In about two weeks, just as Congress is reconvening, the Labor Department will issue its final health-inflation figures for 1993, and attention is certain to focus on the lowest rise in two decades.

``These numbers are going to be discussed a lot this year,'' said Henry Aaron, director of economic studies for the Brookings Institution. ``A lot of people are going to be saying, `This is under control, not to worry.' ''

Aaron himself does worry. He believes that even if competition is forcing medical costs down, repairs still need to be made. He and other experts also think the recent moderation may be partly due to the increased scrutiny health providers are getting from the government and the public.

``Jawboning'' is the word used by William Custer, director of research of the Employee Benefits Research Institute.

Steve Raetzman, of the consulting firm Towers Perrin, calls it an ``anticipatory effect.''

Maybe. But I suspect that the health-care industry - which grossed $900 billion last year - is too big and diverse to conspire to hold down prices until the threat to its independence blows over.

Shareholders tend to object to this sort of thing.

Besides, the slowdown in health costs began three or four years ago, when Bill Clinton was generally known only as a long-winded orator from a small state.

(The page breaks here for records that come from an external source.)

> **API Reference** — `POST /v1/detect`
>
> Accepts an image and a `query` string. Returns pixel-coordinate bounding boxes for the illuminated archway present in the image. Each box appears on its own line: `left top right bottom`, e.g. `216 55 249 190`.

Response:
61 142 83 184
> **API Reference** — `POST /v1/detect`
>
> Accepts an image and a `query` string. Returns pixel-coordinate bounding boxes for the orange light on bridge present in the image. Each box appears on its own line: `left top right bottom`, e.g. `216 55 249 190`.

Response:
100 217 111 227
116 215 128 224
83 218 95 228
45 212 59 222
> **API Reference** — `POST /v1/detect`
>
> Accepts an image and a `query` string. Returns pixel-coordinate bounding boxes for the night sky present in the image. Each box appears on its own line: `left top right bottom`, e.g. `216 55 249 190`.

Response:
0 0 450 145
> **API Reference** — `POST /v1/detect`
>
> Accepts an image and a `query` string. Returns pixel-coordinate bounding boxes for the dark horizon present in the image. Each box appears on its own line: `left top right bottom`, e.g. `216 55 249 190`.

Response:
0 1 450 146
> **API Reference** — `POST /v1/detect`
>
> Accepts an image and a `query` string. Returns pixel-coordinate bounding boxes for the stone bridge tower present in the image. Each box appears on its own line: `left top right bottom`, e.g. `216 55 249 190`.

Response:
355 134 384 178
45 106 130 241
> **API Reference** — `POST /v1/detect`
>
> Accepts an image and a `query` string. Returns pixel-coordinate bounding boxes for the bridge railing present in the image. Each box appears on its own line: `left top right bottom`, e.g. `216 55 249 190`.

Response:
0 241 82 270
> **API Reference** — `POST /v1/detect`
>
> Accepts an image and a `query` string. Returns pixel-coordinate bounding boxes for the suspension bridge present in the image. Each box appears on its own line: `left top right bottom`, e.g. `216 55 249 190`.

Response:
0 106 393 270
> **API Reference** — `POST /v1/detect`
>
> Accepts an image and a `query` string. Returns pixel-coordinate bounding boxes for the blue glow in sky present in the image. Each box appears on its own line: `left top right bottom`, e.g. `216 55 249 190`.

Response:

In fact, the explanation for the slowdown is fairly simple: The cost of anything just can't keep going up forever.

As obvious as this principle is, it's often ignored by policy experts, who conclude that if it rained yesterday and it rained the day before, then it will rain for the next year.

Left to its own devices, the market will almost certainly bring health-care costs into line. But do politicians have the courage to leave the market to its own devices? We'll soon find out.

\ James K. Glassman is former publisher of the Atlantic Monthly.